Damit wäre dann dein Budget erschöpft. Allerdings bremst dann die Grafikkarte dein System gewaltig aus, weshalb es vielleicht sinnvoller wäre, erst die Grafikkarte zu tauschen und später erst den Prozessor (evtl. erst in 1-2 Jahren). Da bietet sich z.B. eine Radeon  280X an. Zusammen mit deinem AMD Prozessor kann die eventuell auch von Mantle profitieren, zumal Thief ja eh ein AMD Evolved Spiel werden wird. Eine 280X kostet so 250-280€.

Mit dem Speicher und der Grafikkarte würdest du so bei 320-340€ landen, also noch im Budget. Den Prozessor samt Mainboard kann man auch noch später tauschen, obwohl der dann auch irgendwann deine Grafikkarte bremsen wird.... 

Am meisten Sinn würde es machen, einen ausgewogenen PC zusammenzustellen. Aber das ist für 400€ natürlich nicht drin.


----------



## Herbboy (13. Januar 2014)

Speziell für Spiele hast Du da ein kleines Dilemma: die CPU und die Grafikkarte sind beide noch ganz okay für mittlere Details. Wenn du jeweils nur EINES von beiden aufrüstest, kann das in manchen Spielen sehr viel bringen, in anderen aber nicht so viel bis kaum was.

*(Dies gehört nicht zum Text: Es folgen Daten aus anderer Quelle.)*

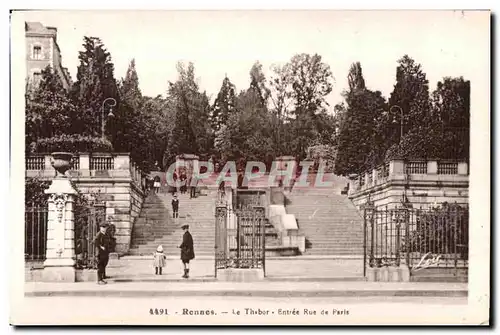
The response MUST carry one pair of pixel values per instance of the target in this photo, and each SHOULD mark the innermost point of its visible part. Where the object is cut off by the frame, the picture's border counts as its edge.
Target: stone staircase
(330, 222)
(155, 225)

Für ne passable CPU *und* Grafikkarte reicht aber das Geld wiederum nicht.

Ne SSD bringt Dir aber rein für die Spieleleistung nichts. Wenn es also um Gaming geht und Dein Budget beschränkt ist, dann vergiss eine SSD erst mal. Außer Deine Probleme bei GW2 haben damit zu tun, dass da sehr viel mitten beim Spielen nachgeladen wird, da KÖNNTE dann Deine Festplatte schwächeln, da es eine "green" ist - die spart Strom, ist aber etwas lahmer als eine Standardplatte. Wäre aber eher ungewöhnlich, dass ein Spiel nur deswegen nicht gut läuft... da müsstest Du dich vlt. mal bei GW2-Fans umhören, und bloß nicht verwechseln mit "das Spiel lädt viel schneller!" - DAS schafft eine SSD, aber die FPS, die ändern sich nicht.


Was du machen könntest: core i5 von Intel oder auch nen Xeon für 170-210€, Mainboard für 60-70€, bei der Gelegenheit auch weitere 4GB RAM für 35€ (oder direkt 8GB 1600er-RAM). Dann bist Du bei ca. 300€. Das sollte an sich für GW2 genug bringen, denn GW2 ist ja weniger ein Grafikkracher, d.h. ich denke mal, dass die Probleme da eher an der CPU liegen, wenn viele Spieler im Spiel sind. Mit der Grafikkarte wartest Du dann ab, und *falls* die 7850 nicht reicht, dann holst Du halt eine neue - aktuell wäre das, wenn es sich lohnen soll, eine für ca 250€ (AMD R9 280X oder Nvidia GTX 770). Dann bist Du zwar über den geplanten 400€ in der Summe, ABER du bekommst für Dein Board noch 30€, CPU 50€. Für die AMD 7850 gibt es noch 80-100€.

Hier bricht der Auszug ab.